Benralizumab is a humanised monoclonal antibody specific for the alpha subunit of the interleukin-5 receptor. It recruits natural killer cells to induce rapid depletion of eosinophils via antibody-dependent cell-mediated cytotoxicity, reducing the eosinophilic inflammation seen in about half of patients with severe asthma.

Benralizumab works in a slightly different way to the existing antibodies mepolizumab and reslizumab, which bind to interleukin-5 itself.

Fewer exacerbations

SIROCCO and CALIMA were two randomised, double-blind, placebo-controlled phase III trials that evaluated the safety and efficacy of benralizumab in 2510 patients with severe asthma inadequately controlled by medium to high doses of inhaled corticosteroids and long-acting β-agonists. Patients also had a history of two or more exacerbations in the previous year.

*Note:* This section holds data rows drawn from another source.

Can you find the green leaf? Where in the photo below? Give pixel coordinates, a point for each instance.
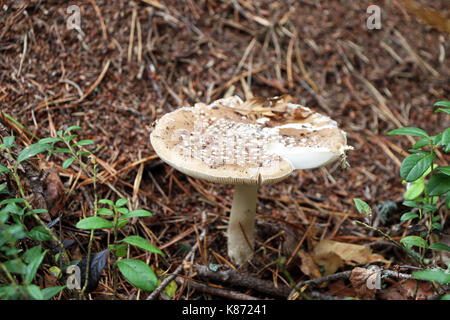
(137, 213)
(35, 292)
(143, 244)
(121, 202)
(83, 143)
(49, 140)
(439, 247)
(122, 223)
(94, 223)
(9, 141)
(40, 211)
(421, 143)
(438, 184)
(11, 201)
(67, 163)
(409, 131)
(138, 273)
(106, 201)
(33, 267)
(447, 111)
(4, 169)
(82, 152)
(415, 189)
(121, 249)
(123, 210)
(60, 150)
(105, 212)
(32, 253)
(50, 292)
(440, 276)
(16, 266)
(70, 137)
(31, 151)
(411, 241)
(72, 128)
(414, 166)
(447, 200)
(444, 170)
(362, 207)
(408, 216)
(411, 204)
(445, 104)
(40, 234)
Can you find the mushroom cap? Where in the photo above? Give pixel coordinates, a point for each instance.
(261, 141)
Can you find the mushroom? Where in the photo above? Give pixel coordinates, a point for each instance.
(246, 144)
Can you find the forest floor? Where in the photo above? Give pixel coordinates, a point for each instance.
(134, 61)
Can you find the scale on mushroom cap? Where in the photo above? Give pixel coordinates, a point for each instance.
(257, 142)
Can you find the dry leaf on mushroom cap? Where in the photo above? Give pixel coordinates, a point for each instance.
(246, 144)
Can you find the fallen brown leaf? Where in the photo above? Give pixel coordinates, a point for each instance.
(404, 290)
(363, 281)
(332, 255)
(308, 266)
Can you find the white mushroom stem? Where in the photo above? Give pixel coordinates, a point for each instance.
(241, 228)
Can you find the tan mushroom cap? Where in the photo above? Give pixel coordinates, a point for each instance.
(229, 142)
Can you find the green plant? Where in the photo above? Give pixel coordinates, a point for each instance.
(428, 189)
(136, 272)
(14, 213)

Participants were randomly assigned to receive 30mg benralizumab every 4 or 8 weeks (with the first three doses given every 4 weeks) or matching placebo, for a total of 48 weeks in the SIROCCO trial and 56 weeks in the CALIMA trial. The primary endpoint was the annual exacerbation rate in patients with baseline blood eosinophil counts of ≥300 cells per μL who were taking high-dose inhaled corticosteroids plus long-acting β-agonists.

In both trials, patients receiving benralizumab experienced significant reductions in exacerbations compared with placebo. Benralizumab reduced the annual exacerbation rate by 51% compared with placebo in SIROCCO (rate ratio 0.49 [95% CI 0.37—0.64], p<0.001) and by 28% in CALIMA (rate ratio 0.72 [95% CI 0.54—0.95], p=0.019).

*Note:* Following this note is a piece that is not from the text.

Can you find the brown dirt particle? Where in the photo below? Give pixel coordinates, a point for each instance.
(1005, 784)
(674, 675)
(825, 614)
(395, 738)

Improvement in pre-bronchodilator FEV1 was also significantly greater in patients receiving benralizumab than in those receiving placebo, at 0.398L versus 0.239L in SIROCCO (p=0.001) and 0.330L versus 0.215L in CALIMA (p=0.01).

Reduced corticosteroid dose

ZONDA, a 28-week phase III trial, evaluated the effects of benralizumab 30mg every 4 or 8 weeks (with the first three doses given every 4 weeks) versus placebo on oral corticosteroid doses in adults with severe asthma. The primary endpoint was the percentage change in the oral corticosteroid dose from baseline to week 28 while asthma control was maintained.

Benralizumab significantly reduced the median oral corticosteroid dose from baseline by 75%, compared with a 25% reduction in the placebo group (p< 0.001 for both doses). Patients treated with benralizumab were more than four times as likely to have their oral corticosteroid dose reduced as those in the placebo group.

Adverse effects

The most commonly reported adverse reactions during benralizumab treatment were headache, pharyngitis, fever, injection site reactions and hypersensitivity.

Treatment should be reviewed at least annually with regard to disease severity, level of exacerbation control and blood eosinophil counts.